The same year, he published a children's book, The Sound of Strings, and performed on Oprah Winfrey's "The Life You Want" weekend tour. His 2015 pop single, "Freedom", debuted at number 15 on the iTunes chart.

His second solo album, Boundless (2017), received a nomination for Outstanding Jazz Album at the 49th NAACP Image Awards. Following a brief hiatus, he released Songs from a Breakthrough and the holiday album 25 Days of Christmas in 2020. In 2022, Escobar went on his national "Life Out Loud" tour. In June 2024, he released the studio album Gemini under SRG Jazz, which featured the single "Taboo." In 2026, he embarked on "The Art of a Gentleman" concert tour.

=== Corporate creative roles ===
Alongside his musical career, Escobar transitioned into corporate branding and marketing roles, applying live-performance principles of human connection and emotional storytelling to brand communications. In 2024, communication and advertising network Havas appointed Escobar as its first global chief music officer. In this role, he worked across international markets and brand categories to develop sonic branding strategies geared toward modern audio-first platforms.
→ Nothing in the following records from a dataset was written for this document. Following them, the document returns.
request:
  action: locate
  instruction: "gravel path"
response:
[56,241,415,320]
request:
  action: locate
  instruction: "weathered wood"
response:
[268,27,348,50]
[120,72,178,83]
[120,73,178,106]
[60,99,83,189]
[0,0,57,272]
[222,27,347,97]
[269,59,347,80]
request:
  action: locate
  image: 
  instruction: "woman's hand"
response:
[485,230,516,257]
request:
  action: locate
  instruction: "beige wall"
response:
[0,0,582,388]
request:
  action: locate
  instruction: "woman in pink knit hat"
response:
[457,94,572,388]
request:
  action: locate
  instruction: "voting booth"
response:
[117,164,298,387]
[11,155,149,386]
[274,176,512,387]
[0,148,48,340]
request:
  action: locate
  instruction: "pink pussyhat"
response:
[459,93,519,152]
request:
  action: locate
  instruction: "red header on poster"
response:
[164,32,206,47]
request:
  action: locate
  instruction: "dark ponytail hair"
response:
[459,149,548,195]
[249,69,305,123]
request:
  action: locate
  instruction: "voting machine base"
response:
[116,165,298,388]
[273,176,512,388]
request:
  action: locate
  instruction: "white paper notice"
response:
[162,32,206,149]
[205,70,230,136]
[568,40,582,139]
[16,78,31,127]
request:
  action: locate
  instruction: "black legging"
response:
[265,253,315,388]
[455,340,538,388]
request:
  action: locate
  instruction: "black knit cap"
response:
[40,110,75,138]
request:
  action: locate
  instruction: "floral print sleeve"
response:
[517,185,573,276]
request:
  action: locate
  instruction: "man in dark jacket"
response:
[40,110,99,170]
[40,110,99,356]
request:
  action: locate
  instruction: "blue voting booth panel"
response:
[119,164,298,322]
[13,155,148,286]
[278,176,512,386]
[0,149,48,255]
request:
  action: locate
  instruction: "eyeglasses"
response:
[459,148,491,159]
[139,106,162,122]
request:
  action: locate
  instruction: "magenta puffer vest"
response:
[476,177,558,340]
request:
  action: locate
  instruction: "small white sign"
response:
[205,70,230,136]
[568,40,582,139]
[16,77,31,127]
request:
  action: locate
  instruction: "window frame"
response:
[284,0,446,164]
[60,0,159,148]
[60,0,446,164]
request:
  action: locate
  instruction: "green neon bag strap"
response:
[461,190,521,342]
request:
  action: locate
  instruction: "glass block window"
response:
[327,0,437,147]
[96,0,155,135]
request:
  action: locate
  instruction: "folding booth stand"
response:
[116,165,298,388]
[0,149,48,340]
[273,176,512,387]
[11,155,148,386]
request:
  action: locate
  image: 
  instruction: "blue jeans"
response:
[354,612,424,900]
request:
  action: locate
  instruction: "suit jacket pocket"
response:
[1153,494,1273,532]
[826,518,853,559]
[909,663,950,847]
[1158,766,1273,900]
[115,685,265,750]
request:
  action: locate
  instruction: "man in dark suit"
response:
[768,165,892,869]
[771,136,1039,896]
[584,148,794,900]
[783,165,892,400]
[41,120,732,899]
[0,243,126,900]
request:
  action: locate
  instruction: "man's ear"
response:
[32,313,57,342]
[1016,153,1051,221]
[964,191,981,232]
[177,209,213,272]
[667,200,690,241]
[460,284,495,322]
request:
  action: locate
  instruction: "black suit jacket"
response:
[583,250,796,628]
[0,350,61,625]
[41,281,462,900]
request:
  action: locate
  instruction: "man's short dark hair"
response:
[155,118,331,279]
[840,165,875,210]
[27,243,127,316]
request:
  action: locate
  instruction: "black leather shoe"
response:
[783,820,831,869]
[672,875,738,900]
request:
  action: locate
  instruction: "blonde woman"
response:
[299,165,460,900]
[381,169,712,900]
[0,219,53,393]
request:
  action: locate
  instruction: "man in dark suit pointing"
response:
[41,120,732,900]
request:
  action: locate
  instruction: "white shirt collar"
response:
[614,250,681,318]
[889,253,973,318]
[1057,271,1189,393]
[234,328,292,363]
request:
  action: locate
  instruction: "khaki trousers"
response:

Within this ecosystem, he served as CEO of Art of Sound (AOS), an internal sonic marketing capability and culture-first creative consultancy fully integrated within the Havas network. Under his leadership, the agency grew to implement creative and sonic initiatives across beauty, sports, hospitality, healthcare, and technology sectors. Escobar also founded VOLYUM, a music and entertainment brand artist partnership platform launched in collaboration with Virgin Music Group. Developed within Havas, VOLYUM was designed to pair artists and creators directly with corporate brands to co-create branded entertainment and social-first media infrastructure outside traditional campaign structures.

== Artistic style and philosophy ==
Escobar's solo work incorporates cinematic arrangements, modern R&B production, and gospel influences. His artistic approach positions instrumental music as a medium for emotional healing, transformation, and vulnerability, leaning heavily on themes of resilience, peace, and love derived from his personal challenges. As both a performer and corporate executive, he advocates for the use of sonic storytelling as a strategic emotional language capable of guiding audience engagement and behavior.

== Discography ==

| Year | Album | Songs |
|---|---|---|
| 2013 | Sensual Melodies | Cupid, Emotional Interlude, Adorn, Diced Pineapples, Unthinkable, Water Runs Dry |
| 2017 | Boundless | Love Notes, Fuse, Awaken, Get up and Dance, Phoenix, A Winter Night in Boston, Night Drive, Reflections, Mood Swings, Overture’15, Lights, Intermezzo |
| 2020 | Songs from a Breakthrough | Am I Wrong, Purple Rain, Rain |
| 2020 | 25 Days of Christmas | This Christmas, Have Yourself a Merry Little Christmas |
| 2024 | Gemini | Zodiac, Taboo, Ascension, Mercury Rising, Déja Vu, Secret Garden (Gemini Remix), Symphony of Romance, Prelude |
| – | Others | Freedom, Best Mistake, Bermuda Triangle, All of Me, Thunder, Down, Broken Sorrow |

== Awards and recognition ==

- 2009 : Won two Emmy Awards following high-profile broadcast performances, including a featured set at the First Inauguration of Barack Obama.
- 2017 : His second solo studio album, Boundless, debuted at No. 1 on both the Billboard Classical Albums and Classical Crossover Albums charts.
- 2018 : Nominated for Outstanding Jazz Album at the 49th NAACP Image Awards for his solo project, Boundless.

== Philanthropy ==
In 2007, Escobar established the Violins Against Violence foundation, a youth mentorship and music education initiative. He has also collaborated on charitable projects with UNICEF, the VH1 Save the Music Foundation, and the Jamaica YMCA board of directors in Queens. In November 2014, he released a musical rendition of "We Shall Overcome" dedicated to the memories of Mike Brown, Trayvon Martin and his friend Sean Bell.